Pour les fêtes, peut-être achèterez-vous un bijou ancien. Si, après l’avoir fait expertiser, vous apprenez que ses pierres n’ont pas la pureté annoncée, vous pourrez obtenir l’annulation de la vente, pour « erreur sur la substance », comme le rappelle l’affaire suivante.
En 2014, Mme X, qui a besoin de liquidités, demande à la société de vente aux enchères Christophe Joron-Derem de vendre l’un de ses bijoux. Elle explique qu’il « a été monté à la fin du XIXe siècle pour la reine de Siam [ancien nom de la Thaïlande] qui, plus tard, l’a revendu à John D. Rockefeller ». Mme X l’aurait acquis de la fille de celui-ci, Muriel Rockefeller Hubbard.
La société de vente aux enchères s’assure les services de deux experts de la cour d’appel de Paris, MM. Y et Z, pour présenter le bijou dans son catalogue. Ces diplômés en gemmologie le décrivent comme suit : « Pendentif en or jaune (…), serti d’un important cabochon ovale de chrysobéryl œil de chat… ». Le 27 juin 2014, une société belge, Gros Diffusion, se porte adjudicataire, pour la somme de 39 000 euros. Sans attendre son paiement, la société Joron-Derem consent à Mme X une avance de 14 000 euros.

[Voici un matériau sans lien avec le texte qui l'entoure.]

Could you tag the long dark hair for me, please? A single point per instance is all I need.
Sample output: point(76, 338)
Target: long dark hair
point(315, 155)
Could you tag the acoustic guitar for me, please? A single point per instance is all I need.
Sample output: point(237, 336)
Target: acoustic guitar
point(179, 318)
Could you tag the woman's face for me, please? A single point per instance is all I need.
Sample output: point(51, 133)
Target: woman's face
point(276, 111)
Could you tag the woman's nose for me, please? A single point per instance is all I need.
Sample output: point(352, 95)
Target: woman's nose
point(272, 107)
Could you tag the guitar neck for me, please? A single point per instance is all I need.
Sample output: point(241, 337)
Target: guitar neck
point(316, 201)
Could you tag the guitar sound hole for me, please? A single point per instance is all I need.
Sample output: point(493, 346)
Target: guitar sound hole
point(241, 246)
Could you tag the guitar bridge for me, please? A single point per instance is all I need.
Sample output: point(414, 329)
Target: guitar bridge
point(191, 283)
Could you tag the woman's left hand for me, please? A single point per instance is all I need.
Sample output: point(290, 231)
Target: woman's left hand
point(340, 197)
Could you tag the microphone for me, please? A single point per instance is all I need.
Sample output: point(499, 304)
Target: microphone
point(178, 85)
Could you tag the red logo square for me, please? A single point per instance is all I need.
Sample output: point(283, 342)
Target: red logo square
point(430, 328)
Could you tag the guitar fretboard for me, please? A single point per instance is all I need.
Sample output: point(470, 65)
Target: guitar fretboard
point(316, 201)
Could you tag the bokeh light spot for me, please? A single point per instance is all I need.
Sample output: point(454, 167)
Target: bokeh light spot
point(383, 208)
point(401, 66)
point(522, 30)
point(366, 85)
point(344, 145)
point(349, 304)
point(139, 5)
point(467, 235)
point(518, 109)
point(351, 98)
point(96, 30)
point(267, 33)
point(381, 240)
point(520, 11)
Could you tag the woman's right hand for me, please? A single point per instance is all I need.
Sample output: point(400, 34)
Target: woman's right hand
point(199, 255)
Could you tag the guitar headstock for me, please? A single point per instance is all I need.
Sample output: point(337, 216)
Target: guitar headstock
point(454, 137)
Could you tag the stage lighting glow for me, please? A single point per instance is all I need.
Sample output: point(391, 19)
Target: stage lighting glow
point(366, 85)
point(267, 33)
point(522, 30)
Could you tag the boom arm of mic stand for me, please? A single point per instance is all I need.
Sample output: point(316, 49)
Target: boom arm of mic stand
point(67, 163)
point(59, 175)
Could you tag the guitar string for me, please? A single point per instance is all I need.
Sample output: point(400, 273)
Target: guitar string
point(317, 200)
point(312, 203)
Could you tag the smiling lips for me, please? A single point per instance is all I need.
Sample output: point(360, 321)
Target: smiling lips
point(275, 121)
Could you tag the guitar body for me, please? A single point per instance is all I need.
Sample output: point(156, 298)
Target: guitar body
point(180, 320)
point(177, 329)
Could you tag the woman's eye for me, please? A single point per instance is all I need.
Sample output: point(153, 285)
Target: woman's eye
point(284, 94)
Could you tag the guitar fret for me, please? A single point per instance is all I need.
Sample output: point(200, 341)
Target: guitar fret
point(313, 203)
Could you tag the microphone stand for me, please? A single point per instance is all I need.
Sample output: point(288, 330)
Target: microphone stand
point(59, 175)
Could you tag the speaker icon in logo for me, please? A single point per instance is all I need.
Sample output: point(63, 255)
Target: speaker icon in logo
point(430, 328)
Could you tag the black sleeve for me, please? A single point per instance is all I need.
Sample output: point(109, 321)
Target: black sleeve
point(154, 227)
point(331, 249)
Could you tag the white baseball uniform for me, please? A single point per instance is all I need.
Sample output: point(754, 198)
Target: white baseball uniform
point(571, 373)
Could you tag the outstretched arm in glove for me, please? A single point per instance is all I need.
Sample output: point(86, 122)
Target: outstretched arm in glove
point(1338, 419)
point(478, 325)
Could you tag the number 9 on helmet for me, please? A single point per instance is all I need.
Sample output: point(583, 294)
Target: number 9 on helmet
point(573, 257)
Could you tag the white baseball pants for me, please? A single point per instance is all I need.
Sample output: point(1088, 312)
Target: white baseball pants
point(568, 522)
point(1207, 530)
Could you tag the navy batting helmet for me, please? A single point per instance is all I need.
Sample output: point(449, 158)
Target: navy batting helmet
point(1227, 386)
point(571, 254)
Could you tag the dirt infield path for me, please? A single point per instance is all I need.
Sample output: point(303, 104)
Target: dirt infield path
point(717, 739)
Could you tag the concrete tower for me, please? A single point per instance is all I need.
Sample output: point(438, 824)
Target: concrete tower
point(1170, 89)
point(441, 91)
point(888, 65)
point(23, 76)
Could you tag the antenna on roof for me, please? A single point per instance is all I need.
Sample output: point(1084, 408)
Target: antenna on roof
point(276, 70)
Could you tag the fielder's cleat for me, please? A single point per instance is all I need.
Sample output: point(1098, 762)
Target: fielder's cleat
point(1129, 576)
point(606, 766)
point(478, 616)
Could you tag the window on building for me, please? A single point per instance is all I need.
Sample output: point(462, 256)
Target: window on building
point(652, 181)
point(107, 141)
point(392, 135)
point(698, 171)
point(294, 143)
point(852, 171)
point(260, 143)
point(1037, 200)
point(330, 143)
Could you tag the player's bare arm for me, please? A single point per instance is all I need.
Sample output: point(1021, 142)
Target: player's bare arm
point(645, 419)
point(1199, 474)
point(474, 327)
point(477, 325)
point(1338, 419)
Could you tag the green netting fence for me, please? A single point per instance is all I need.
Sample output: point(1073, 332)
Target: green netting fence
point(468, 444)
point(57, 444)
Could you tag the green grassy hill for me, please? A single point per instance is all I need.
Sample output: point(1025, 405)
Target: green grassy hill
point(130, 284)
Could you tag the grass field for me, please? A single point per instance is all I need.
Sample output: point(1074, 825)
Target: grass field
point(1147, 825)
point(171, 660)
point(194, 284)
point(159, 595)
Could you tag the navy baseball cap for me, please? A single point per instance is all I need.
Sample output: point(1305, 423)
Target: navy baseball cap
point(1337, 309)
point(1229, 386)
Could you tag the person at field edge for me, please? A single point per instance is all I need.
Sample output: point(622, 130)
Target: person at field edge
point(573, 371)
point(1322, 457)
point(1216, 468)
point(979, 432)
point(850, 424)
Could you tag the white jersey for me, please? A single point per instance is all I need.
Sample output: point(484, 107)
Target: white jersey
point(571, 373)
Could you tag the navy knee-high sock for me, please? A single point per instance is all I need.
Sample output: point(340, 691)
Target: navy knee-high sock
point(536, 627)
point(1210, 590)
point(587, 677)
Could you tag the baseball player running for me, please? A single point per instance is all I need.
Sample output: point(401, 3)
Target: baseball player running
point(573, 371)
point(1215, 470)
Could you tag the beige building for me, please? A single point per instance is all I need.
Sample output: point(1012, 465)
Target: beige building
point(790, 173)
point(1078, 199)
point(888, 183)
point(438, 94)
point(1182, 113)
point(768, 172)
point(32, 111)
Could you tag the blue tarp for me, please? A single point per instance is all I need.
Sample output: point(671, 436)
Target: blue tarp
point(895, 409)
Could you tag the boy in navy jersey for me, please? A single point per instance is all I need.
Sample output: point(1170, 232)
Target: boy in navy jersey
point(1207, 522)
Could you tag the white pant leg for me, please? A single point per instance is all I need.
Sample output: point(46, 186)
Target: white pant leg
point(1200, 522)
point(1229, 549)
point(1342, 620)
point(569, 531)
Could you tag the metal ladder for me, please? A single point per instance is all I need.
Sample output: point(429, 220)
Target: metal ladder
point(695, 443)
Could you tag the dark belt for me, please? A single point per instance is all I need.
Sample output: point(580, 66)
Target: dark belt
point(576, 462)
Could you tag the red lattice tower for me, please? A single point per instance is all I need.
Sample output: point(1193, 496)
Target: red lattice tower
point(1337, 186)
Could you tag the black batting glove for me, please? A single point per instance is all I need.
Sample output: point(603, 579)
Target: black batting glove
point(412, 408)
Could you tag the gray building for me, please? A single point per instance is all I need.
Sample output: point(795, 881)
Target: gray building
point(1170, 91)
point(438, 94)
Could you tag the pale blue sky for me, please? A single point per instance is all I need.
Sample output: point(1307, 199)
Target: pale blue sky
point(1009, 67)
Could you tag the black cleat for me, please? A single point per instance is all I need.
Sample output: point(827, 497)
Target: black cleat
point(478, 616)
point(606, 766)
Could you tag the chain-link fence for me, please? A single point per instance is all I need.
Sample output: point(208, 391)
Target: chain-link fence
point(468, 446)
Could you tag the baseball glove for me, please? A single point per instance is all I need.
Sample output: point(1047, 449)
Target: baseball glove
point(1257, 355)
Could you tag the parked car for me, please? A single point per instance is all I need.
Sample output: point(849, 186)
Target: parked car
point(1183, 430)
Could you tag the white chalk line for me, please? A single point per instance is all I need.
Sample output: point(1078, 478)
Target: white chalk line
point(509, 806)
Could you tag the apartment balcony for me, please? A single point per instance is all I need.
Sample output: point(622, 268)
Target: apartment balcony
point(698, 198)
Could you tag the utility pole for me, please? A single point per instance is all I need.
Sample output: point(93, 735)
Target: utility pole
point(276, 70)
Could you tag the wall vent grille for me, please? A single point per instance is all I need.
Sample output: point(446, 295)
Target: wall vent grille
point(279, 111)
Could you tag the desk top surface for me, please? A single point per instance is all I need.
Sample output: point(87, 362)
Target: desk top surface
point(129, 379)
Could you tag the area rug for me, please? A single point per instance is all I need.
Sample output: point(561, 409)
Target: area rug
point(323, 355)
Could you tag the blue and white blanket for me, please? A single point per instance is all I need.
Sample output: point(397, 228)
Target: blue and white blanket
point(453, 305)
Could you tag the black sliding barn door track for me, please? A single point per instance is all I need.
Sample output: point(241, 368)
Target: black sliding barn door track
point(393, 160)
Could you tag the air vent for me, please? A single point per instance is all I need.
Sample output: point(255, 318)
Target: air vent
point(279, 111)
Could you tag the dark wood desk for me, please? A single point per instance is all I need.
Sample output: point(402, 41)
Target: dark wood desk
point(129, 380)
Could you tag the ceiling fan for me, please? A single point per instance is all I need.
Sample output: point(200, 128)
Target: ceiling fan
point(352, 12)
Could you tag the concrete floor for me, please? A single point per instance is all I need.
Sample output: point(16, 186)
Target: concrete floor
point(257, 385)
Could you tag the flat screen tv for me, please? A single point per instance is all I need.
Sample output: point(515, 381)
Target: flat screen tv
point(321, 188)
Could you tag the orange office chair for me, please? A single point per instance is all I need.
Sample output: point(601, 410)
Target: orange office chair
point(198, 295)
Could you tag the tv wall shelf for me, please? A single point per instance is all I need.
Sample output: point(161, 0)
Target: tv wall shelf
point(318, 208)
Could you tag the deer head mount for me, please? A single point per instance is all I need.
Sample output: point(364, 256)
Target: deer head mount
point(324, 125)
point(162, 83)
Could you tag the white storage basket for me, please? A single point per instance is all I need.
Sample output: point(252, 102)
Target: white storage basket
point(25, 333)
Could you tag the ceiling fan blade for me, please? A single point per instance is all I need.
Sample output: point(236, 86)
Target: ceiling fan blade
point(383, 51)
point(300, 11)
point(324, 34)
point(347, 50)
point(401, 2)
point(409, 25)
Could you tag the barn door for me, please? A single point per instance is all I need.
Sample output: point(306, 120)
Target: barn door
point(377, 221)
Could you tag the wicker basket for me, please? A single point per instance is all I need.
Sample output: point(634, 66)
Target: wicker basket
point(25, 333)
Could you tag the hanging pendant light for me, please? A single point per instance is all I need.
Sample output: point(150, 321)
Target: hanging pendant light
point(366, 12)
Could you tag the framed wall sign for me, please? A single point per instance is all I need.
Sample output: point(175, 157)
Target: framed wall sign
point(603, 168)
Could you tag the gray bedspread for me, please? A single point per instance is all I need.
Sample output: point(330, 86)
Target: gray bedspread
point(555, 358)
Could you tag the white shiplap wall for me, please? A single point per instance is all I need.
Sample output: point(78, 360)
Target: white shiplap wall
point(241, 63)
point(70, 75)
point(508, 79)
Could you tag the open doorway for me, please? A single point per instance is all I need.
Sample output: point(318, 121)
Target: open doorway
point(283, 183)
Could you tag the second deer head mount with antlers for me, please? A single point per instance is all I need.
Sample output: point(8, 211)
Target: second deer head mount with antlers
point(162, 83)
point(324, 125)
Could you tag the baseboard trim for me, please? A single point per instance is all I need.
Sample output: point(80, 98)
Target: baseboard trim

6 % du prix d’adjudication
Las, après avoir fait expertiser le bijou, par un laboratoire suisse, la société belge refuse de le payer : la pierre ne serait pas un chrysobéryl… mais un quartz, ce que confirmera un second laboratoire, français, sollicité par les deux experts en joaillerie. Or, la différence de valeur de ces deux pierres est immense : le quartz chatoyant est relativement commun, tandis que le chrysobéryl œil de chat est rare, et fort recherché.
En principe, Mme X devrait accepter d’annuler la vente, et de rendre l’avance à Joron-Derem. Mais elle s’y refuse. La société de vente aux enchères n’a donc d’autre choix que de l’assigner en justice… bien qu’elle soit sa meilleure cliente. Le 14 novembre 2019, le tribunal de grande instance de Paris prononce l’annulation de la vente pour erreur sur la substance, et condamne Mme X à rembourser les 14 000 euros avancés.
La société Joron-Derem poursuit la procédure, afin d’être indemnisée de la « faute » commise par les experts. Elle reproche à MM. Y et Z de s’être contentés d’un examen du bijou à l’œil nu, alors que, pour rendre leur avis, ils prenaient 6 % du prix d’adjudication, et qu’ils savaient que le quartz chatoyant et le chrysobéryl œil de chat sont très similaires.
La cour d’appel de Paris lui donne raison, le 4 octobre 2022. Elle considère que c’est « sans en établir la preuve » que les experts soutiennent qu’il leur était « impossible de mesurer l’indice de réfraction de la pierre, (…) sans [la] dessertir (…) ». Elle constate que le laboratoire d’analyses français précise avoir fait cette mesure, « la pierre sertie ». Elle juge donc que « MM. Y et Z ont commis une faute », et que « leur responsabilité doit être retenue ».
Elle les condamne à payer 3 000 euros au titre du préjudice matériel, qui résulte notamment de la privation des honoraires de vente, et 2 000 euros au titre du préjudice moral : la société, juge-t-elle, « a vu son image dépréciée, du fait que l’adjudication de l’un des lots les plus prestigieux de sa vente a fait l’objet d’une annulation en justice pour erreur sur la substance ».